His day isn’t really all that long. And any silence that was in the house will soon disappear in a mere matter of hours. As his arrival rapidly approaches, like a sixth sense, Son #2 begins running laps around our first floor screaming ‘bus’ repeatedly. His heightened anticipation is infectious and you can’t help but get excited. Today, I got to do the honors of meeting him at the bus stop. I waited out in the garage shuffling and organizing until I heard the bus. With the sweet sound of a diesel engine, I knew he was close. So down to the corner I march as the bus approaches. You can see little heads on the bus as it pulls up. The doors open and there is an awkward pause. I imagine the handful of kids on the bus and the bus driver were expecting a little something else. Then the silence is broken with an excited “that’s my Dad!”

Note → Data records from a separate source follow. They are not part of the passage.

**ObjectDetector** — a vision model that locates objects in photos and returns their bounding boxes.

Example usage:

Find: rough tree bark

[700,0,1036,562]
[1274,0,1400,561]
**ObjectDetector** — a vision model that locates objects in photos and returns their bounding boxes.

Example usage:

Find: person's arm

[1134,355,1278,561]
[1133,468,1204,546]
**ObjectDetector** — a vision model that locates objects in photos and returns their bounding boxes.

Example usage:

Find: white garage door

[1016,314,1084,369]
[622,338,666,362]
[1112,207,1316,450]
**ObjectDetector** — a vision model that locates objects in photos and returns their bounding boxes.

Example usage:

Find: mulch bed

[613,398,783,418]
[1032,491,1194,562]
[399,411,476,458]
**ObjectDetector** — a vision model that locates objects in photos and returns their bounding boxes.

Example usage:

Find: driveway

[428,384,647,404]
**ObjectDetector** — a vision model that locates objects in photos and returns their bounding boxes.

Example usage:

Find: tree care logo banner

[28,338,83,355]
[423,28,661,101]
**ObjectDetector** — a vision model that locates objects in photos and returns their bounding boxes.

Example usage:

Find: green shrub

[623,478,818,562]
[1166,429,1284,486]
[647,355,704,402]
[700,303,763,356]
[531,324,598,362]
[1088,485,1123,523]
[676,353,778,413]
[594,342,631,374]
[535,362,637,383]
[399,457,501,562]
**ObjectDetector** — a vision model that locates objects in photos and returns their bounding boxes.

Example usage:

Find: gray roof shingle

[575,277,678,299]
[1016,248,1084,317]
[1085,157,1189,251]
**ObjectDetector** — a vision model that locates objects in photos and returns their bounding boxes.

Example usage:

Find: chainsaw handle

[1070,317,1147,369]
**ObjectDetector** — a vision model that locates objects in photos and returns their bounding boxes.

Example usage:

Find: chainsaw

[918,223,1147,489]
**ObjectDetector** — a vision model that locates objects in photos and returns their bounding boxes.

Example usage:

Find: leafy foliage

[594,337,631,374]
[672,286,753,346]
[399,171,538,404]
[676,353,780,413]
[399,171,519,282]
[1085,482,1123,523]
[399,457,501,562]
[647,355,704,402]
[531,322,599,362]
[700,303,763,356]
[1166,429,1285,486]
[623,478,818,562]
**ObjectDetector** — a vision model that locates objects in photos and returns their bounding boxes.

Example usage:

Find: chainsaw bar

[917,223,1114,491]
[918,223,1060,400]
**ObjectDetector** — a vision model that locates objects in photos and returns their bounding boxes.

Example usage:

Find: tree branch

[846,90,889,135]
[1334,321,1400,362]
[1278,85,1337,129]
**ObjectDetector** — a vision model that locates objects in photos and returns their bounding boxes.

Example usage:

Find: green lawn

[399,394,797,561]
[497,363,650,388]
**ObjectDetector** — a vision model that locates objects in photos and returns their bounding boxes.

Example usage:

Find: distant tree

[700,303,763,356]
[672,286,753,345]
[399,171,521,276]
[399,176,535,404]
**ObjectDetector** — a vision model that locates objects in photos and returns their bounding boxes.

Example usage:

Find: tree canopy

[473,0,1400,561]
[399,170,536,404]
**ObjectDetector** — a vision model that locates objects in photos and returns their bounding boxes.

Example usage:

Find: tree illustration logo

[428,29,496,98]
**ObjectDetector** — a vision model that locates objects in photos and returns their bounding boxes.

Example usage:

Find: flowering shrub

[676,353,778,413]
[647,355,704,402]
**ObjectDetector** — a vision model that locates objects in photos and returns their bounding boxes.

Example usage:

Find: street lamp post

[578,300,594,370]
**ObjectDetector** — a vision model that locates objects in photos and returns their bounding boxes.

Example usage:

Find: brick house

Hopping off of the bus, he reminds me that I never do this. And he’s right. Typically, my babysitting is done 30 miles north in my office. But today, with a sinus infection and absence from work, I was able to be there and watch him hop off the big yellow bus.
He’s growing up. He goes to school, comes home, and does home work. He’s still a little boy for a while longer. The timeless memory in my head still displays him as the small baby that I used to put to bed in our bed only to move him to his crib later. He still needs me. It’s just not in the way my static memory portrays him. He’s a growing and intelligent little man. It’s somewhat surreal in the way that there’s an ebb and flow to maturation of us both. There’s moments when he is attached to my leg, afraid and waiting for direction and confidence. Then, as if switch had been clicked, he is a discerning young man explaining how things are. For me, it’s about reading the tidal reports and understanding and accepting the changing roles. At times, he is my shadow and I have to explain precisely what I’m working on down to the most insignificant detail. And then the tide changes and I’m the backdrop of his life like old driftwood on the beach.
Witnessing Son #1 change is unnerving and empowering all at once. I’m so proud of him.